There occurs hypercorticoidism attended by excessive secretion of aldosterone (hyperaldosteronism, or Konn’s disease). In this disease, the symptoms of influence of aldosterone excess on the water-salt balance are observed, viz. oedemas, high blood pressure, and myocardial hyper excitability. An excessive dietary intake of salt may lead to the so-called “salt” hypertension.
Hypocorticoidism, also called Addison’s disease, or bronze disease, is manifested by a deficiency in all the corticosteroids and attended by manifold alterations in metabolism and functions of the organism. Glucocorticoid deficiency causes a reduced resistance of the organism to emotional stress and damage factors (infectious, chemical, and mechanical) and leads to the development of pronounced hypoglycemia.
This symptomatology is aggravated by water-salt metabolism disturbances produced by aldosterone deficiency. The organism loses sodium and water and accumulates potassium, with the ensuing development of hypotension (relaxation of the smooth muscles of vascular wall), acute myasthenia, and progressive fatiguability leading to a total impotence.

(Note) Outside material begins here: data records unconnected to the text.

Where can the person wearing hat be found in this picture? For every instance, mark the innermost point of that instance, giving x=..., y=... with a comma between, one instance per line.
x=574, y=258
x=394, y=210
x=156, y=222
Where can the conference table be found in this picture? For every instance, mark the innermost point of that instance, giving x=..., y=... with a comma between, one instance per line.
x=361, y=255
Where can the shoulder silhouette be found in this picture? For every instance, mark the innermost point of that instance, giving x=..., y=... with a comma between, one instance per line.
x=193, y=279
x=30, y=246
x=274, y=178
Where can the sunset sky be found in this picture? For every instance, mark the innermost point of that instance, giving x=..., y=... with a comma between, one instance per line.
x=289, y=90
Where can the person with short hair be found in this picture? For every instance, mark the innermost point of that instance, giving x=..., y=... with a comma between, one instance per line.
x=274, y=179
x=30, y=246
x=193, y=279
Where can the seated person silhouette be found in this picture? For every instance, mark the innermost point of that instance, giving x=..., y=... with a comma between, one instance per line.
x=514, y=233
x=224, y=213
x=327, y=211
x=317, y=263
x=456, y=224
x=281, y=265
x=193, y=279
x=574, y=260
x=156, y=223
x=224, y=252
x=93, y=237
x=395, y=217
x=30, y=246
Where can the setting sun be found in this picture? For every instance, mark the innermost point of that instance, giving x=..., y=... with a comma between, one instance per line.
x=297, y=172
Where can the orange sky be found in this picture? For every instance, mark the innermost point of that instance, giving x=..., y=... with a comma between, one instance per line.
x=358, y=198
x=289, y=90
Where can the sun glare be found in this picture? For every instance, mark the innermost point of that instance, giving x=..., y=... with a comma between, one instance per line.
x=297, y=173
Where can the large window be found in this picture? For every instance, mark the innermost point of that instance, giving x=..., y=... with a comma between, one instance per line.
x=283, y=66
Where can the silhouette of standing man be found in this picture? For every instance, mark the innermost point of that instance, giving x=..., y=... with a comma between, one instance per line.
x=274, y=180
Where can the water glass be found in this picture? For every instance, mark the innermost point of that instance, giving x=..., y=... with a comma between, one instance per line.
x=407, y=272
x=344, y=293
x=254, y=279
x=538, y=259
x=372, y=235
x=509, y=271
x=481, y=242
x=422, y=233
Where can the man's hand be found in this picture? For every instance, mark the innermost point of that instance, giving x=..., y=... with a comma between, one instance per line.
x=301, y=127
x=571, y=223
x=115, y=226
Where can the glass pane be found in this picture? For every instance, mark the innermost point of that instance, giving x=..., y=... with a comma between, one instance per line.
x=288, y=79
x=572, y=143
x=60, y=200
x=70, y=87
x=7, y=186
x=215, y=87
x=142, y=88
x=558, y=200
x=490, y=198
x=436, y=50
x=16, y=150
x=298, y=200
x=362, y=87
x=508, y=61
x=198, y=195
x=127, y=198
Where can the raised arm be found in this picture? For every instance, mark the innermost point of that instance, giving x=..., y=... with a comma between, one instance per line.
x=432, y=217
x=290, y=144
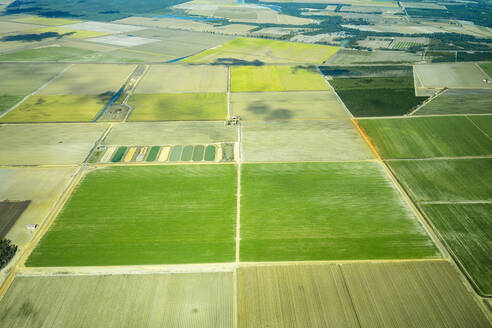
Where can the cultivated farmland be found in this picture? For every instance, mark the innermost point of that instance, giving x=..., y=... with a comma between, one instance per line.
x=268, y=106
x=426, y=137
x=157, y=300
x=168, y=133
x=445, y=180
x=179, y=107
x=64, y=108
x=117, y=217
x=182, y=78
x=466, y=231
x=279, y=141
x=345, y=211
x=27, y=144
x=257, y=51
x=276, y=78
x=377, y=96
x=89, y=79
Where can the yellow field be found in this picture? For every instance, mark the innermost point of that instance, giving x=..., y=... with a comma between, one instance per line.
x=259, y=51
x=46, y=21
x=276, y=78
x=74, y=34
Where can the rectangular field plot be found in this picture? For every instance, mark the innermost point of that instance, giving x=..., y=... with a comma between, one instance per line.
x=152, y=300
x=452, y=75
x=377, y=96
x=326, y=211
x=258, y=51
x=90, y=79
x=416, y=294
x=460, y=102
x=41, y=186
x=295, y=296
x=179, y=107
x=181, y=78
x=22, y=79
x=426, y=137
x=145, y=215
x=169, y=133
x=28, y=144
x=466, y=231
x=446, y=180
x=279, y=141
x=64, y=108
x=276, y=78
x=271, y=106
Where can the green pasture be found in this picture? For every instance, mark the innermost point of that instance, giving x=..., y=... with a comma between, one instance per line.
x=179, y=107
x=424, y=137
x=326, y=211
x=145, y=215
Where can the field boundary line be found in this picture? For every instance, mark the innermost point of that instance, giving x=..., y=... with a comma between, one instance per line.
x=479, y=128
x=420, y=217
x=350, y=115
x=37, y=90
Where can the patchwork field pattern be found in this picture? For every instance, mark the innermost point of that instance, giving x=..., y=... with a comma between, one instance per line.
x=115, y=218
x=179, y=107
x=257, y=51
x=349, y=295
x=27, y=144
x=64, y=108
x=345, y=211
x=182, y=78
x=203, y=299
x=267, y=106
x=426, y=137
x=276, y=78
x=280, y=141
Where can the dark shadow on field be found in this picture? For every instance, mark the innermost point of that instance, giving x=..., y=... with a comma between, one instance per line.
x=34, y=36
x=260, y=108
x=235, y=61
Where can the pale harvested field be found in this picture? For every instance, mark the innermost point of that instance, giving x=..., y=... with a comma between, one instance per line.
x=351, y=57
x=104, y=27
x=169, y=133
x=293, y=296
x=154, y=300
x=122, y=40
x=28, y=144
x=268, y=106
x=9, y=27
x=90, y=79
x=21, y=79
x=182, y=78
x=42, y=186
x=452, y=75
x=278, y=141
x=418, y=294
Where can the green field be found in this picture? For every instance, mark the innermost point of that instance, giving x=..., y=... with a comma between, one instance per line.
x=445, y=180
x=271, y=106
x=8, y=101
x=344, y=211
x=65, y=108
x=179, y=107
x=377, y=96
x=466, y=231
x=426, y=137
x=302, y=140
x=153, y=300
x=276, y=78
x=484, y=123
x=471, y=102
x=145, y=215
x=258, y=51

These symptoms are associated with a disturbed myoblast membrane potassium-sodium gradient (hyperpolarization), with the ensuing low muscular excitability. In hypocorticoidism, the fatal outcome is due to the disturbed water-salt balance.
Practical Applications of Corticosteroids:
Glucocorticoids and their numerous analogues are widely used in treatment of allergic and autoimmune diseases (rheumatism, collagenases, nonspecific arthritis’s, bronchial asthma, dermatoses, etc.) as desensitizing, anti-inflammatory, and immunodepressive agents. Their immunodepressive action (inhibition of antibody synthesis by lymphoid cells) is used in the prophylaxy of transplanted organ rejection.
In clinical practice, a synthetic analogue of natural mineralocorticoids. Deoxycorticosterone, is applied in the substitution therapy of hypocorticoidism and, occasionally, in treatment of hypotension.